Originally, IMST was intended to help critically ill respiratory disease patients to strengthen their diaphragm and breathing muscles.
What does IMST involve?
“IMST involves inhaling vigorously through a hand-held device which provides resistance,” the research noted. “Imagine sucking hard through a tube that sucks back.”
For their experiment, they recruited 36 otherwise healthy participants.
Aged 50 to 79 years old, they all had “above normal” systolic blood pressure (higher than 120mmHg).
Half of the study’s participants did IMST for six weeks while the other half did a placebo, where the resistance was much lower.
After the six-week trial, the IMST group saw their systolic blood pressure dip nine points, on average.
These fantastic results exceed what one sees after walking 30 minutes each day, five days per week.
“That decline is also equal to the effects of some blood pressure-lowering drug regimens,” the researchers noted.
Even six weeks after the experiment, the IMST group still maintained that blood pressure improvement.
Craighead added: “We found that not only is it more time-efficient than traditional exercise programmes, the benefits may be longer lasting.”
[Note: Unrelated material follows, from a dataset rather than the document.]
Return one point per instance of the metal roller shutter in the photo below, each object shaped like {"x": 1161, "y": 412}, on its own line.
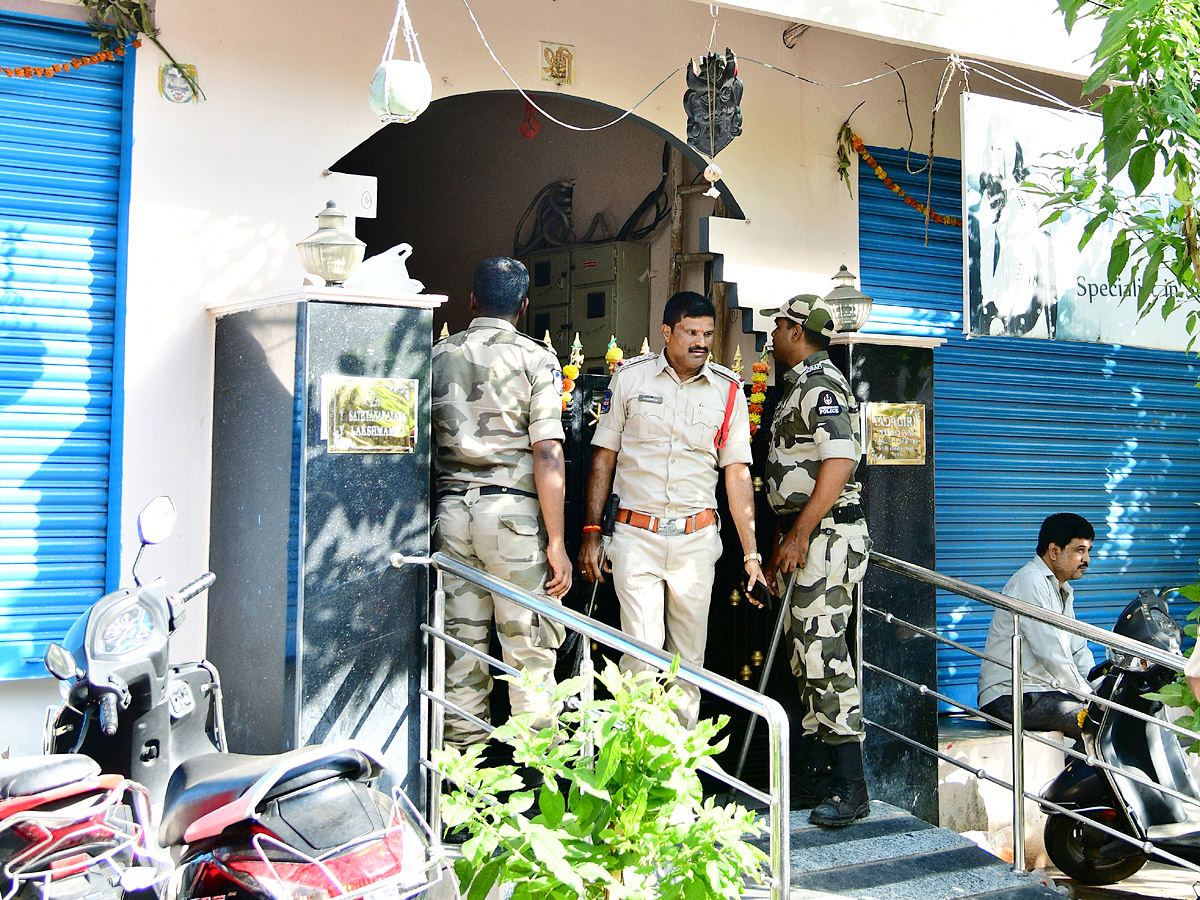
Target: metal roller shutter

The IMST treatment group also saw a 45 percent improvement in their vascular endothelial function.
This means that their arteries were able to expand more widely and there were increased levels of nitric oxide.
Nitric oxide is a molecule that is key for dilating arteries and preventing plaque build-up.
Markers of inflammation and oxidative stress, which can boost heart attack risk, were also reduced in the IMST group.
The research group are currently developing a smartphone app to enable people to do IMST at home while using an already commercially available IMST device.